87. Based on the above considerations, the Panel finds that the Appellant did not demonstrate, on the balance of probabilities, how the substance entered her body nor otherwise demonstrate that she acted unintentionally. As a result, the conclusion must be that the ADRV was intentional.

88. In other terms, and again in contrast to the case CAS 2019/A/6313, the facts and evidence before this Panel do not allow the Appellant to pass through that “narrowest of corridors” left to athletes in situations where they cannot prove the source of the prohibited substance (CAS 2016/A/4534) and, thus, compel the Panel not to consider the Appellant’s case one of those “rarest cases” (CAS 2016/A/4919) where such passage is possible.

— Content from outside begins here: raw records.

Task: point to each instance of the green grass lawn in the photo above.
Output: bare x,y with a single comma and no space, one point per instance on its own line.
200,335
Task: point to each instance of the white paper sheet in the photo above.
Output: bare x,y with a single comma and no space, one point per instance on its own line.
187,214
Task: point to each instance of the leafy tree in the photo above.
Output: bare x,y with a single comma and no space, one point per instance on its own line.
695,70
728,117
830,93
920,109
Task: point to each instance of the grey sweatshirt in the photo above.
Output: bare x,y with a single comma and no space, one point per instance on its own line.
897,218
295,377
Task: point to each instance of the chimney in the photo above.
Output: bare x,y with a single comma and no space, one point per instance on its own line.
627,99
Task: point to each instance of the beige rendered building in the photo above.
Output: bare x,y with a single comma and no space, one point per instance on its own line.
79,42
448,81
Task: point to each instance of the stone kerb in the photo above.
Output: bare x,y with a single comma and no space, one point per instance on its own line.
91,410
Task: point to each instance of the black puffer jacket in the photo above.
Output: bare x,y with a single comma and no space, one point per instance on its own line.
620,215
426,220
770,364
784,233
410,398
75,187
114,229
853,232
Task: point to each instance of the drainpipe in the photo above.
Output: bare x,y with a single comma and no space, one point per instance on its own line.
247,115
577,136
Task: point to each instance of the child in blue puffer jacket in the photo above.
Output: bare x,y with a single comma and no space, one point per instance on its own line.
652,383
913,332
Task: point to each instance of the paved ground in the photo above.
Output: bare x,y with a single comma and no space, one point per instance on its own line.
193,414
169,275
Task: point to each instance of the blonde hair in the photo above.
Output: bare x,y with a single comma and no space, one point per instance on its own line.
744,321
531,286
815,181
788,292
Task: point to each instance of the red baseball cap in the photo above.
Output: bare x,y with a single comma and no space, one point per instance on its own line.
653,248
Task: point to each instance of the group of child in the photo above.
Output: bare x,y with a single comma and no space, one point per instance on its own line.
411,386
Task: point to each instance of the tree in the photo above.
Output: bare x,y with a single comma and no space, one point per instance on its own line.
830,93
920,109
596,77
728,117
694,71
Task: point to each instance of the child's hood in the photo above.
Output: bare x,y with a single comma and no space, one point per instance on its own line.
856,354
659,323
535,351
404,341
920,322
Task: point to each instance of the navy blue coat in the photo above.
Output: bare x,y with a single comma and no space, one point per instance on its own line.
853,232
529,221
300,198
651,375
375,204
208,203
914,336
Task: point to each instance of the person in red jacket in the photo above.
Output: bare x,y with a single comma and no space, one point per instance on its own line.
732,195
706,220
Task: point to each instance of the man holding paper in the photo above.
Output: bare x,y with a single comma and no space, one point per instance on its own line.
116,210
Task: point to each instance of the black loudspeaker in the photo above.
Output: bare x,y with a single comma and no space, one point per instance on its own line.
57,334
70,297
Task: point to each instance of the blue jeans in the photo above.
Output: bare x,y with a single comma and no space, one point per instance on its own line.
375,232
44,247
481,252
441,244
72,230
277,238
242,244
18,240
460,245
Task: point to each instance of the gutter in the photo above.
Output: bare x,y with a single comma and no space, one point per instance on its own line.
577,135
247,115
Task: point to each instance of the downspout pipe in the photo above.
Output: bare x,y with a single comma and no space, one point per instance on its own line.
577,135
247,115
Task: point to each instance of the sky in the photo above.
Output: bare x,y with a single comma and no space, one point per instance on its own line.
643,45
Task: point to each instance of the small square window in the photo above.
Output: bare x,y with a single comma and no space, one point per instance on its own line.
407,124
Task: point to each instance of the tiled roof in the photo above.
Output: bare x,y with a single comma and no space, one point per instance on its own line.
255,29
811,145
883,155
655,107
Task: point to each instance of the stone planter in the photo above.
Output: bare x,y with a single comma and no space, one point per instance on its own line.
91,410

89. The Panel therefore upholds the decision of the IAAF Disciplinary Tribunal and the sanction imposed. The Appellant has not established any reason to depart from the mandatory sanction of four years.

90. The above Panel’s findings exclude any elimination of the sanction based on No Fault or Negligence, or a reduction of the sanction based on No Significant Fault or Negligence or any other ground. The Panel confirms the Appealed Decision and finds that a period of ineligibility of four years shall be imposed on the Appellant.

91. Moreover, the Panel notes that Article 10.8 of the ADR states as follows: “In addition to the automatic Disqualification, pursuant to Article 9, of the results in the Competition that produced the Adverse Analytical Finding (if any), all other competitive results of the Athlete obtained from the date the Sample in question was collected (whether In-Competition or Out-of-Competition) or other Anti- Doping Rule Violation occurred through to the start of any Provisional Suspension or Ineligibility period shall be Disqualified (with all of the resulting consequences, including forfeiture of any medals, titles, ranking points and prize and appearance money), unless the Disciplinary Tribunal determines that fairness requires otherwise”.

92. The Panel finds that, pursuant to Article 10.8 of the ADR, the Appellant’s results shall be disqualified between 17 October 2018 and 16 November 2018 with all resulting consequences including the forfeiture of any titles, awards, medals, points, prizes and appearance money.

ON THESE GROUNDS

The Court of Arbitration for Sport rules that:

1. The appeal of María Guadalupe González Romero is dismissed.

2. The decision rendered by the International Association of Athletics Federations Disciplinary Tribunal on 9 May 2019 is confirmed.

3. (…).

4. (…).

5. All other motions or prayers for relief are dismissed.